# everythings a mess



## itsallmyfault (Sep 18, 2010)

first, this is all my fault. i cheated on my wife early on in our marriage and never admitted it...she knew about it but couldnt get me to confess...even though i stopped the cheating and tried to fix things...i couldnt bring myself to admit id done wrong by her even though i knew she knew...id just hang my head in shame and silence when asked. she told me admitting it would do good for us, but i couldnt i just knew if i admitted it shed leave. i thought time would heal all wounds and after enough good times it would be forgotten...if not forgiven. 

then one day after we were married 8 years and several years since my infidelity i got sick and was diagnosed with hiv...full blwn aids. i admitted id cheated in the hospital and she told me she hated me and walked out. afew days later she asked me to come home for our daughter..and told me she still loved me and needed me...i went home and tried to do everything i could to fix what id broken. we still fought and it took months before we could look eachother in the eye at times...but things got better...we communicated better than we ever had and even had intimacy although she never would allow intercourse even with a condom, i understood, and as long as i could be with her i told her i would forgo inercourse the rest of my life, if she could be satisfied with what we did do sexually....mutual maturbation and i would perform oral on her (no risk or negligible risk) i took my medications and for 1.5 years have had an undetectable viral load...meaning there would be little or no risk of transmission even via unprotected sex and basically no risk with condom use...i never pressed it but showed her the research and studies and asked her to read it...she said she did but couldnt feel comfortable doing it with me no matter what the risk...i understood and dropped the subject, asking if she was satisfied with what pleasure i could give her and she said yes.

well a month ago she told me she didnt want to try and forgive me anymore and there was someone else she was having sex with and alluded to having had another affair with a mutual friend for some time....at first she said she was leaving and took some stuff with her and left me and our daughter and her adult son who lives with us whiile hes in college and disappeared...

come to find out the guy shes seeing has a criminal record, is or was an iv drug user, and has family violence chrges in his past (assaulted his mother aggravated assault with a deadly weapon on a family memeber with bodily injury later reduceed to a lesser charge because the mom didnt press charges 


anyway my point with that was she is taking up with someone who cannot be around our daughter so why is she even pursuing this relationship anyway? 

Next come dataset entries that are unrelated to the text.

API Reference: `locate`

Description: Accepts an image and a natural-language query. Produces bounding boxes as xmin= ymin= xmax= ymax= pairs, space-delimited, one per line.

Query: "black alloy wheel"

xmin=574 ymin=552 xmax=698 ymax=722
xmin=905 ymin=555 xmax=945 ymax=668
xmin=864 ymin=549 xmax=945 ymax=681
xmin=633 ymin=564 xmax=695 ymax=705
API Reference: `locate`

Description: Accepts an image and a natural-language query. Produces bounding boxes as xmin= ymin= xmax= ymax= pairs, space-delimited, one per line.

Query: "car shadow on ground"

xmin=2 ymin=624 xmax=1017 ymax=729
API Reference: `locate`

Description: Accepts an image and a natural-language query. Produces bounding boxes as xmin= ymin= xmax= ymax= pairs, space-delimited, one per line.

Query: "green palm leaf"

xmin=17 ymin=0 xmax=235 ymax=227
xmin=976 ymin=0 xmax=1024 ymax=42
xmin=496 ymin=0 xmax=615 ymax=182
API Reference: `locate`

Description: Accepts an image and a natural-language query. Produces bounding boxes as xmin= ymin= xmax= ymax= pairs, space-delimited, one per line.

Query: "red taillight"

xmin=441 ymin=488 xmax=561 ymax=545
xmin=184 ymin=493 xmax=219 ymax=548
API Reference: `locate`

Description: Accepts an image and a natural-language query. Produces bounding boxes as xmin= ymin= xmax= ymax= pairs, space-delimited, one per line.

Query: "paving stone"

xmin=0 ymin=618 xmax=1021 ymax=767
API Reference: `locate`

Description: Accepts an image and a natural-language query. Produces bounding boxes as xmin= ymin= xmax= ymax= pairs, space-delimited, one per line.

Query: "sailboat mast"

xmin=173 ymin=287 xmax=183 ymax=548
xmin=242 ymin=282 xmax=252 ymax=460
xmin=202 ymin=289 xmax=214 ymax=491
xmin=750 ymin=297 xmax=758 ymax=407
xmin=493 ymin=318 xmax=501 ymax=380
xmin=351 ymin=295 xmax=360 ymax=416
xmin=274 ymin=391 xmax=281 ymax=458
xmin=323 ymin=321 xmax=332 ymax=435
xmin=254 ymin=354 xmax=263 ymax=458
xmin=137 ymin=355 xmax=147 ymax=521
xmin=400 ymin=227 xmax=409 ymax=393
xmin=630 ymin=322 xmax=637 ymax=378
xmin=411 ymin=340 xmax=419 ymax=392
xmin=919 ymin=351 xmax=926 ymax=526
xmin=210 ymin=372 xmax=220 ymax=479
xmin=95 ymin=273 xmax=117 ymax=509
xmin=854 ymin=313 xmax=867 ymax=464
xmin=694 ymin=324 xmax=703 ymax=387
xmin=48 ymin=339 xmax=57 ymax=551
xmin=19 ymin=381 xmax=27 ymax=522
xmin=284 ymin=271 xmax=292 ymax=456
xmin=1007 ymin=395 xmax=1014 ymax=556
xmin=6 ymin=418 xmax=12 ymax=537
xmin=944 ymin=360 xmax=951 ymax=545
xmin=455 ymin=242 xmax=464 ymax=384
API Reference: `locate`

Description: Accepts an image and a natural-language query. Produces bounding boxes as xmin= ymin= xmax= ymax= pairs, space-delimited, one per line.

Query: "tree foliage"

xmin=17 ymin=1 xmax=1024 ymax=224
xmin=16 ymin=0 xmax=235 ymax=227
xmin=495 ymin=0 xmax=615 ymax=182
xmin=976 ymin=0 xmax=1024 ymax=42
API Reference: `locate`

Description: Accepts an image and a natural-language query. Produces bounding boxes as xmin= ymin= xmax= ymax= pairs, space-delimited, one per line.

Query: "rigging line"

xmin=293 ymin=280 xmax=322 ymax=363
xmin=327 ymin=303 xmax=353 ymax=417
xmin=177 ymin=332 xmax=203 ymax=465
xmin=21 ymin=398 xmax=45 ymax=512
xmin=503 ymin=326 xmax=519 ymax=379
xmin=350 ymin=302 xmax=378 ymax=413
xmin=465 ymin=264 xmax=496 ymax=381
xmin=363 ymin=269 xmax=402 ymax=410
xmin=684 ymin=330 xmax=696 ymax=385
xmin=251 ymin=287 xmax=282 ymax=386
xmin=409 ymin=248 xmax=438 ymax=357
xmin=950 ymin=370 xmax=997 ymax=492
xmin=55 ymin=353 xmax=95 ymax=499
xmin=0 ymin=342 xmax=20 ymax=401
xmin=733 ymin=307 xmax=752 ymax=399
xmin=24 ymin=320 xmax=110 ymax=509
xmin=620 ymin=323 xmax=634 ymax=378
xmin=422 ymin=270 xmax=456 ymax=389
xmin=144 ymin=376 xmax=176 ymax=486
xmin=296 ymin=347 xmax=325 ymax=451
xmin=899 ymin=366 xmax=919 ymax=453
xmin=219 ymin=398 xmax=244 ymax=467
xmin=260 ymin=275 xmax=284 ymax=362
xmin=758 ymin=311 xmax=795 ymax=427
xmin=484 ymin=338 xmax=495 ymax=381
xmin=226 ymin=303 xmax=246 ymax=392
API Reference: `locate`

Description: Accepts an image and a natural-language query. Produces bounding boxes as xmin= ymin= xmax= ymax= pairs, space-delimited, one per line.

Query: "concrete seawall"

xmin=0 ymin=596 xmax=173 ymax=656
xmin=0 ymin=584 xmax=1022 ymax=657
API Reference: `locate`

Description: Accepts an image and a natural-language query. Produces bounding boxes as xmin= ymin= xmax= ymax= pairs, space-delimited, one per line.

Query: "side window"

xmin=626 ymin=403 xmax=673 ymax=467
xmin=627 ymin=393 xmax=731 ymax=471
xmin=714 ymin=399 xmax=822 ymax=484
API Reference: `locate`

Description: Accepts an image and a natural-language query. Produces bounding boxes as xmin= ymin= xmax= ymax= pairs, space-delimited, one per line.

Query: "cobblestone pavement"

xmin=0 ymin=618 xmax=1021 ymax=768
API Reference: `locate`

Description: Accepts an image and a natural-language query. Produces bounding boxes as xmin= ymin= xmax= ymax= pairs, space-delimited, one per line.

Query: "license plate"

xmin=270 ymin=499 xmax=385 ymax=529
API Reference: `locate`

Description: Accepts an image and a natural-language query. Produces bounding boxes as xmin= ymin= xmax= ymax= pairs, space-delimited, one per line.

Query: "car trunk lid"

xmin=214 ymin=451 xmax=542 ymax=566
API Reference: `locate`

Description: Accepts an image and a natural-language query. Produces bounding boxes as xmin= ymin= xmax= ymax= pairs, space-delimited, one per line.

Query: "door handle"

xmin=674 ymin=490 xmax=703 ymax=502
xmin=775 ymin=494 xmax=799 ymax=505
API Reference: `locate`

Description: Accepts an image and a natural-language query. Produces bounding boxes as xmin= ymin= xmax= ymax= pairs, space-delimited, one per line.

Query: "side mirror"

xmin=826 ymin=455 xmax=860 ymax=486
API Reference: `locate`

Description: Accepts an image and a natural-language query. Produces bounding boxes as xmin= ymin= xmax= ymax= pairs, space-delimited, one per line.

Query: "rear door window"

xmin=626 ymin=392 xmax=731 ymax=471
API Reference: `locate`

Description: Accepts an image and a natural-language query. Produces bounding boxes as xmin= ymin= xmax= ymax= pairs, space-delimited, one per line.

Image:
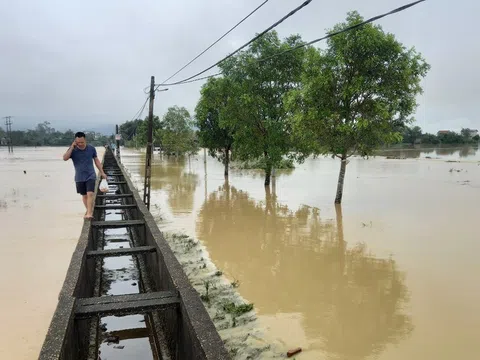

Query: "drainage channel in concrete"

xmin=96 ymin=177 xmax=157 ymax=360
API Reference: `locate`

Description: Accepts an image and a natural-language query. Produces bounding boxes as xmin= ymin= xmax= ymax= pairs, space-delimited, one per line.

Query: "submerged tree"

xmin=119 ymin=119 xmax=144 ymax=145
xmin=157 ymin=106 xmax=199 ymax=156
xmin=220 ymin=31 xmax=308 ymax=186
xmin=287 ymin=11 xmax=430 ymax=203
xmin=402 ymin=126 xmax=423 ymax=145
xmin=195 ymin=77 xmax=237 ymax=178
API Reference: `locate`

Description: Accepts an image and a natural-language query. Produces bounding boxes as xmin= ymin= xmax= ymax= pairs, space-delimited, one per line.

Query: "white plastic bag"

xmin=99 ymin=179 xmax=109 ymax=193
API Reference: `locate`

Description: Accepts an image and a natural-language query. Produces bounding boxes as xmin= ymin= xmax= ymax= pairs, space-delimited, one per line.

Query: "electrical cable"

xmin=159 ymin=0 xmax=426 ymax=87
xmin=124 ymin=96 xmax=149 ymax=139
xmin=161 ymin=0 xmax=271 ymax=85
xmin=156 ymin=0 xmax=313 ymax=87
xmin=258 ymin=0 xmax=426 ymax=64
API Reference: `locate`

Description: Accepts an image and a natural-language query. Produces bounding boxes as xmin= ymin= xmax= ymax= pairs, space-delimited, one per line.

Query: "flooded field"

xmin=0 ymin=146 xmax=104 ymax=359
xmin=121 ymin=146 xmax=480 ymax=360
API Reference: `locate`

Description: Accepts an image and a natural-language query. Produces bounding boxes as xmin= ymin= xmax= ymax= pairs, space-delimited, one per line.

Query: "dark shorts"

xmin=76 ymin=179 xmax=96 ymax=195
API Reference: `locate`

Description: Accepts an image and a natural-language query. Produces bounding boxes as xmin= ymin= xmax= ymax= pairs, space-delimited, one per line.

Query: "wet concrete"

xmin=121 ymin=147 xmax=480 ymax=360
xmin=0 ymin=146 xmax=104 ymax=360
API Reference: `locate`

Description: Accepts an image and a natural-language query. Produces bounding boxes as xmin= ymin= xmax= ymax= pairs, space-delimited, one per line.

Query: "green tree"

xmin=35 ymin=121 xmax=55 ymax=145
xmin=287 ymin=11 xmax=430 ymax=203
xmin=157 ymin=106 xmax=199 ymax=156
xmin=437 ymin=131 xmax=464 ymax=144
xmin=195 ymin=77 xmax=237 ymax=177
xmin=136 ymin=116 xmax=161 ymax=147
xmin=460 ymin=128 xmax=479 ymax=143
xmin=220 ymin=31 xmax=308 ymax=186
xmin=119 ymin=119 xmax=144 ymax=145
xmin=402 ymin=126 xmax=423 ymax=145
xmin=420 ymin=133 xmax=439 ymax=145
xmin=10 ymin=130 xmax=26 ymax=146
xmin=460 ymin=128 xmax=473 ymax=139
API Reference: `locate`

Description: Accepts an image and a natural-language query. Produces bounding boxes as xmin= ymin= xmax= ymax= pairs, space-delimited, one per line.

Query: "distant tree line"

xmin=0 ymin=121 xmax=113 ymax=147
xmin=399 ymin=126 xmax=479 ymax=146
xmin=122 ymin=11 xmax=432 ymax=204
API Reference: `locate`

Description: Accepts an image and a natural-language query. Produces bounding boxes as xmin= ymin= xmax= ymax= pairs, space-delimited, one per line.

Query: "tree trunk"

xmin=264 ymin=151 xmax=271 ymax=187
xmin=224 ymin=147 xmax=230 ymax=178
xmin=334 ymin=155 xmax=348 ymax=204
xmin=264 ymin=166 xmax=271 ymax=186
xmin=272 ymin=170 xmax=276 ymax=198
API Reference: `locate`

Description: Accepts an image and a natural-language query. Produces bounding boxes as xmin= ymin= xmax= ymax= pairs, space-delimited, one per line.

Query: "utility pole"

xmin=142 ymin=77 xmax=168 ymax=210
xmin=143 ymin=76 xmax=155 ymax=210
xmin=115 ymin=124 xmax=121 ymax=161
xmin=3 ymin=116 xmax=13 ymax=153
xmin=8 ymin=117 xmax=13 ymax=153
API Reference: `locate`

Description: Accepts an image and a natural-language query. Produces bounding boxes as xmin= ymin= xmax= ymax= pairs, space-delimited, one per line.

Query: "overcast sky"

xmin=0 ymin=0 xmax=478 ymax=134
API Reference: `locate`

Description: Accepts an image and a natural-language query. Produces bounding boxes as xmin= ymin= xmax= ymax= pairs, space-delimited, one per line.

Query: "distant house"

xmin=437 ymin=130 xmax=451 ymax=135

i find out she picked our daughter up from school one day with him and i blew my lid...i told her to get out and stay out if she was going to have such poor judgement and so she left...after a weekend i started to realize i was in no position to raise an 8 yr old girl by myself and didnt even want to tell her her mommy was gone...i got my wife to come home and we agreed not to bring her around other boyfriends etc until it was necessary (ie long term) and she would live at home coming and going as she pleases...she would take kid to school and pick her up and stay until she was asleep then she could go wherever until morning...if it ever happened she wasnt gonna make it home in time for schoool just let me know....


bad idea. i spent the next 2 weeks with her rolling in at 7 am or calling me at 6:30 and dropping kid off at school...staying gone til i left for work and leaving when i got home...on weekends i watched her pack a weekend bag and didnt see her til monday morning... i realized i was trying to hold on to our relationship and asked her if there was any hope...she wouldnt answer...but said she wanted to keep doing what she was doing and i needed to give her space...so i did...hoping it was a midlife crisis or thinking this might be what she needs to finally forgive me...ill stand by her like she did me when i was being unfaithful and wait and see....

a month has gone by and im tired of crying and feeling sorry for myself and decided i needed to let her go...let go of our relationship...if its meant to be shell come back etc etc...


i told her this and she didnt respond...basically acted like it didnt happen...

she still would come to me for money...gas etc...basically expecting me to act like her husband when she no longer acted like my wife.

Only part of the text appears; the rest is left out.